Não existe um sistema cambial ideal. Todos eles têm virtudes e defeitos. A virtude está em escolher o regime que melhor convém ao desenvolvimento do país e que possa compatibilizar o equilíbrio interno (pleno uso da capacidade produtiva e da mão-de-obra disponível e inflação parecida com a dos parceiros) com o equilíbrio externo (déficit em conta corrente sustentável). Como os países desenvolvidos caminharam para a flutuação cambial, exatamente para garantir a possibilidade de controlar o seu nível de atividade, nem o regime de câmbio fixo nem o regime de "currency board" seriam opções adequadas para nós. A escolha que o Brasil fez pelo câmbio flutuante parece, portanto, a mais acertada.
2) A despeito de muita sofisticação na construção de modelos das crises cambiais nos últimos 20 anos, a acumulação de informações sugere que, em última instância, elas são sempre geradas por uma incompatibilidade entre o equilíbrio interno e o equilíbrio externo. Às vezes um país com câmbio fixo é obrigado a reduzir sua taxa de juros e aumentar os gastos públicos porque enfrenta um longo e permanente desemprego já não aceito pela sociedade.
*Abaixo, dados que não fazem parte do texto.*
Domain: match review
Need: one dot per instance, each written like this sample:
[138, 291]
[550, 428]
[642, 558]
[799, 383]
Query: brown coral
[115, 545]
Deslancha, assim, uma pressão irresistível sobre a taxa de câmbio. Outras vezes, para sustentar a taxa de câmbio, sacrifica o nível de atividade e o emprego pela elevação da taxa de juros. O custo da operação vai se tornando insuportável e a percepção dos operadores é que a política não é sustentável por muito tempo. Instala-se uma dúvida que leva a ataques contra a taxa cambial. Foi isso o que aconteceu com o Brasil: a inconsistência entre o equilíbrio interno (alto desemprego) e o equilíbrio externo (sustentado com altas taxas de juros) levou à crise cambial e à mudança do regime.
3) O câmbio flutuante flutua para reduzir a volatilidade da taxa de juros. Isso é um pouco mais do que um truísmo. Como reconheceu ms. Haimalainen, do Comitê de Política do Banco Central Europeu, "se estabilizarmos a taxa de câmbio, vamos ter volatilidade na taxa de juros, e esta é ainda mais prejudicial para os investimentos e para a credibilidade da política monetária".


Antonio Delfim Netto escreve às quartas-feiras nesta coluna.